Two Mossad hitmen, who had bungled a September 25th attempt on the life of a Hamas official in Amman, Khaled Mashaal, were set free from Jordan and made their own separate helicopter journey back to Israel.
To smooth their release, Israel also freed 20 Palestinian and Jordanian detainees yesterday, and is to free up to 50 more shortly.
Tellingly, while 15,000 Hamas loyalists crowded into a Gaza City football stadium to greet the sheikh after his unexpectedly curtailed eight years in an Israeli jail, the Palestinian Authority head, Mr Yasser Arafat, spent the day in the West Bank. He sent his wife, Suha, to the welcoming ceremony instead.
Along with the government of Prime Minister Benjamin Netanyahu, which had placed the fight to suppress Hamas at the heart of its policy agenda, Mr Arafat is the hapless casualty of what is routinely being described in Israel now as the "fiasco" in Jordan.
Had Israel acceded in the past to his repeated pleas to free the sheikh, and done so as a genuine gesture of goodwill, Mr Arafat could have credibly portrayed himself as the peerless unifier of the Palestinian people. It is conceivable that a grateful Hamas might have reconsidered its hitherto uncompromising opposition to Israel's existence, and moderated its unstinting criticisms of Mr Arafat for entering the peace process.
Instead, the sheikh's release by a reluctant, embarrassed Israel, is bound to reinvigorate the Islamic militants as an alternative to Mr Arafat's regime, and will make it virtually impossible for Mr Arafat to move firmly against Hamas in the future.
Similarly, King Hussein of Jordan, who insisted on the sheikh's release in a bid to minimise Islamic anger over the failed Israeli assassination bid in his capital, might have earned Hamas's immediate gratitude but may now find himself threatened by a newly popular and euphoric Muslim Brotherhood.
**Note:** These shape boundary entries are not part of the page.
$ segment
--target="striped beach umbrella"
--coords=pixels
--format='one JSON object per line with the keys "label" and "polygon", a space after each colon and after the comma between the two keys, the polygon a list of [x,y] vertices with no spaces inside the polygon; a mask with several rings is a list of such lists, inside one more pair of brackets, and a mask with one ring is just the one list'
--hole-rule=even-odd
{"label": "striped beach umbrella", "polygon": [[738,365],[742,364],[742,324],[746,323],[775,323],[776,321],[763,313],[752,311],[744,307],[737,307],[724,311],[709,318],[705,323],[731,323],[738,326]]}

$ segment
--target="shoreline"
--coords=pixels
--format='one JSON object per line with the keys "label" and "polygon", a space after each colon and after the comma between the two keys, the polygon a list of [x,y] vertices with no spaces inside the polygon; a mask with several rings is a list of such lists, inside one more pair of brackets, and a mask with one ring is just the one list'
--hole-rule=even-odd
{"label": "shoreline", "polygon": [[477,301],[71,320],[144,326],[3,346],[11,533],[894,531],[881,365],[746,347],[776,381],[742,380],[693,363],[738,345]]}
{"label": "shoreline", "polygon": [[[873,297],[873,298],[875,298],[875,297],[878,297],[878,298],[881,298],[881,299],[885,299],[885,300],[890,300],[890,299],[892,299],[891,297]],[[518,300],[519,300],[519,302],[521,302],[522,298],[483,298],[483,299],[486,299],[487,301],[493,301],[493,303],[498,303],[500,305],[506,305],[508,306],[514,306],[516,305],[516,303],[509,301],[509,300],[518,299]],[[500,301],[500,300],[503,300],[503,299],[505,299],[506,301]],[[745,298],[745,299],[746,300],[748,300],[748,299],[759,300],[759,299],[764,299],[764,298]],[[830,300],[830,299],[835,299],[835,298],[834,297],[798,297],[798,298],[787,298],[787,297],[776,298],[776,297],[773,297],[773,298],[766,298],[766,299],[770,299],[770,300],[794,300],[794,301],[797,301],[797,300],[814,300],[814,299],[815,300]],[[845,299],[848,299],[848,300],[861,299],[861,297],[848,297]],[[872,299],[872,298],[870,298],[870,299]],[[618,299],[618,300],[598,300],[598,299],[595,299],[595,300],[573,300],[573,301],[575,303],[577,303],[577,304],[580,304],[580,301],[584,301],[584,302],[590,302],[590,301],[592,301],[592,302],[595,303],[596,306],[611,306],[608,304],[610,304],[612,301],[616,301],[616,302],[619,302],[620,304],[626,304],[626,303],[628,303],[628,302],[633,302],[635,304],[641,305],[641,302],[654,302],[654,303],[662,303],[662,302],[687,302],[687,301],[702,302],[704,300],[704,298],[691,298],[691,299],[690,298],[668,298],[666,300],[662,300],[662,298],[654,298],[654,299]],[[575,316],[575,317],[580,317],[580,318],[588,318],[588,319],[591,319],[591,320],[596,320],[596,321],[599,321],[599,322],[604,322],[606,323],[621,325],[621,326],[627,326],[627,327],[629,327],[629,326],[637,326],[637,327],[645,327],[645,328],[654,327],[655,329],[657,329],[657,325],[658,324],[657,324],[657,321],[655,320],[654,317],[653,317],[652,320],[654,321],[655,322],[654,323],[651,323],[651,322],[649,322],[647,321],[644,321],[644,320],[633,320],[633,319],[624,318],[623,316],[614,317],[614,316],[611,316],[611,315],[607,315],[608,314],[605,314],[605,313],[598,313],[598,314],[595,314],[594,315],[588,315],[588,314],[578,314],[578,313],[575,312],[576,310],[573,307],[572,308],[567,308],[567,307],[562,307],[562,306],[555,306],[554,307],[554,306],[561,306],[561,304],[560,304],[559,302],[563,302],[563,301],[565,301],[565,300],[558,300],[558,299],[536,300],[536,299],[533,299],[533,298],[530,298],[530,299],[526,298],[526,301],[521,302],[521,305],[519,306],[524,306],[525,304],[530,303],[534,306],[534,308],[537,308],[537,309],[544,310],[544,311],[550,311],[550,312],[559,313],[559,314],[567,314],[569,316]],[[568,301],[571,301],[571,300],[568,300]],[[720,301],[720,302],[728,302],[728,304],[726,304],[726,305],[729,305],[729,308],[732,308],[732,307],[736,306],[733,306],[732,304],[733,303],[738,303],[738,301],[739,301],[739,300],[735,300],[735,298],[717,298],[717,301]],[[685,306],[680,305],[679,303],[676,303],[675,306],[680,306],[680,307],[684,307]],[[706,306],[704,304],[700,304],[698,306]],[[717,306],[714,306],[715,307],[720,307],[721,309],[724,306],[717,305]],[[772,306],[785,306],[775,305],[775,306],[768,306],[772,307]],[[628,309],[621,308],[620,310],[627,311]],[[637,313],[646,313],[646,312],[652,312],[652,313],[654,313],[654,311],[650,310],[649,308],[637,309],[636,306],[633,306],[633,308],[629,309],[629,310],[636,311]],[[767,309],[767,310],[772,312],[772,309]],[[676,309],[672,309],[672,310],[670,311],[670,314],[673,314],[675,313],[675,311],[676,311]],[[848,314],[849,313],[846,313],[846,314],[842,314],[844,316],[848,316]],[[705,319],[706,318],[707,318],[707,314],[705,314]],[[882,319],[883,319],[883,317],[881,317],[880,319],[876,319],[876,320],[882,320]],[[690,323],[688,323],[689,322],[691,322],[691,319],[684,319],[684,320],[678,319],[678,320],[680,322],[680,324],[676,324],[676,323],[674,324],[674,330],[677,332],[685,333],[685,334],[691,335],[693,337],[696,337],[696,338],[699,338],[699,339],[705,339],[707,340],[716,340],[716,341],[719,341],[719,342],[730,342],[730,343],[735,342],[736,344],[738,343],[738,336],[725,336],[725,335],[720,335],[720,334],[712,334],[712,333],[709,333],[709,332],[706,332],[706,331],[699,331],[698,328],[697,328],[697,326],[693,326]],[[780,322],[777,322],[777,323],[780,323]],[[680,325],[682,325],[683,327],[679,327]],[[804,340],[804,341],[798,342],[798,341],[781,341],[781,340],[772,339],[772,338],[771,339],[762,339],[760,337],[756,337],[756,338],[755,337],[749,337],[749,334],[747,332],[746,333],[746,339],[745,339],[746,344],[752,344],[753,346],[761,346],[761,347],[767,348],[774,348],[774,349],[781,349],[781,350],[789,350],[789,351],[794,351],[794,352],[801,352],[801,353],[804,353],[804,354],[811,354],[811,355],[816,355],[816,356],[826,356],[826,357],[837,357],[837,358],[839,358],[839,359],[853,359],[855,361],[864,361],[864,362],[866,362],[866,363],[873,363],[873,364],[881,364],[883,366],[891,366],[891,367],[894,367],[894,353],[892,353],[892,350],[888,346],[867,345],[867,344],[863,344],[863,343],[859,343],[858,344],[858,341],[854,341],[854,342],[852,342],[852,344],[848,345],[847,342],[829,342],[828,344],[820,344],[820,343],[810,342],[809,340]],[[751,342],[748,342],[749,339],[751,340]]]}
Sheikh Yassin's first public remarks, before Mr Mashaal helped lift him on to his helicopter out of Amman, gave no clear indication of the direction in which he will now try to steer the movement he founded in the 1980s.
He spoke of working "to restore our rights by way of peace" - which gave some weight to a CNN report this week that Hamas had been offering Israel, before the bungled assassination bid on Mr Mashaal, a 10-year moratorium on suicide bombings in return for a role in peacemaking.
But then the sheikh added that "the ceasefire cannot be obtained until the occupation is over". And another Hamas leader, Abdel Aziz Rantizi, said in Gaza that the jihad against Israel would continue until an Islamic state was established "on all of Palestine"; on land, that is, covering not just the West Bank, Gaza and East Jerusalem, but Israel, too.
Inside Israel, Mr Netanyahu announced the establishment of "a clarification committee" to investigate the failed Mossad operation, including his own actions.